In the last 12 hours, the blog has gotten an extraordinary amount of traffic due to the McGinn case, and social media has been awash with debate. I offer a few, further observations of my own:
1. Sexual harassment, from the mild to the severe, is widespread in academic philosophy. That a famous philosopher, Colin McGinn, has had to resign from his academic position because of allegations of misconduct of a sexual nature is seen as a major vindication for all those who have been harassed, abused, and mistreated but never seen a remedy. It will, hopefully, put others engaged in misconduct on notice.
2. The public allegations against McGinn are far less severe than allegations that I and many others are familiar with against other well-known philosophers. There is a dam waiting to break here, and it should break.
3. Tenure is an important academic institution, under widespread assault in our neoliberal world. Although in the reactionary United States, tenure is an anomaly, reserved for university professors and certain unionized professionals, in most affluent democracies, tenure is the norm: it does not mean lifetime employment, it means termination only for "good" or "adequate" cause. Tenured employment imposes upon employers procedural obligations to establish such cause before forcing those with tenure out of their job.
4. Due process protections in employment apply even to those who turn out to be miscreants. Here I tend to wear my lawyer's hat: an employee can not receive due process in a situation where the arbiter of his fate has already decided on the outcome. That observation may have no relevance to the McGinn case.

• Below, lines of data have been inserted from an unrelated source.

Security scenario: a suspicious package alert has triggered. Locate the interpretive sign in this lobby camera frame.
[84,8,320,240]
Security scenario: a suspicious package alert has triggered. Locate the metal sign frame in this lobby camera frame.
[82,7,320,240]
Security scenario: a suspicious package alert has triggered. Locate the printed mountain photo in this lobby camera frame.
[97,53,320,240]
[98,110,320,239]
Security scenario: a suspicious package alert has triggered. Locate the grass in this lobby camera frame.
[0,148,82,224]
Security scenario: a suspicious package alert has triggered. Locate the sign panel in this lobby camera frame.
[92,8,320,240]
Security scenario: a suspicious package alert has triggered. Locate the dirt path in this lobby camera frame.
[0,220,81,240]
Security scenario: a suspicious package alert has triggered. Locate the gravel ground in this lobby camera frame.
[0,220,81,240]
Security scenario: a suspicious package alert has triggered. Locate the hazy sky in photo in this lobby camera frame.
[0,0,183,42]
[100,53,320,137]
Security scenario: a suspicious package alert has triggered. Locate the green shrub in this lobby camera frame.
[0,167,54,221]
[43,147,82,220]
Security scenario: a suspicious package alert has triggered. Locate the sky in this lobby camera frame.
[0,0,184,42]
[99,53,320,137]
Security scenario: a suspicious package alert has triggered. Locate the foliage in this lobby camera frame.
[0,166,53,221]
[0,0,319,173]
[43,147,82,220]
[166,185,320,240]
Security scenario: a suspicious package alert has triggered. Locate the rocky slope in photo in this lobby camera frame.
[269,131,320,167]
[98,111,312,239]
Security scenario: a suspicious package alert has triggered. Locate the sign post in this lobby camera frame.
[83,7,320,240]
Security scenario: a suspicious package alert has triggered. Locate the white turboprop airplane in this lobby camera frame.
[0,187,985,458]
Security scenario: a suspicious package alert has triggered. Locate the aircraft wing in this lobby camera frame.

5. Sending e-mails with sexual content to students is, in my view and under the law (as I understand it), a disciplinary offense: suspension without pay, psychological evaluation, restrictions on one's interactions with students are all warranted and well-established remedies. I can imagine circumstances in which such e-mails would constitute a termination offense.
6. The termination of tenured faculty is, and ought to be warranted, when faculty engage in quid pro sexual harassment, commit criminal sexual offenses, or repeatedly engage in conduct that creates a hostile environment for students or colleagues on the basis of their sex. Right now, all indications are that far too few tenured faculty are terminated for such offenses.
7. It has been disturbing to me that some of those jumping on the "get McGinn" bandwagon in the last 24 hours are, themselves, rumored to be guilty of sexual harassment or misconduct. The rumors may have no merit, but that is precisely why due process is important, even for wrongdoers. It has also been disturbing to me that some of those jumping on the "get McGinn" bandwagon in the last 24 hours have so little understanding of or simple contempt for due process and tenure.
8. The student who brought the complaint against McGinn did the right thing; given all the facts in the public record, her complaint was clearly warranted and some disciplinary remedy against McGinn was clearly warranted.
UPDATE: McGinn has now disputed the account in CHE.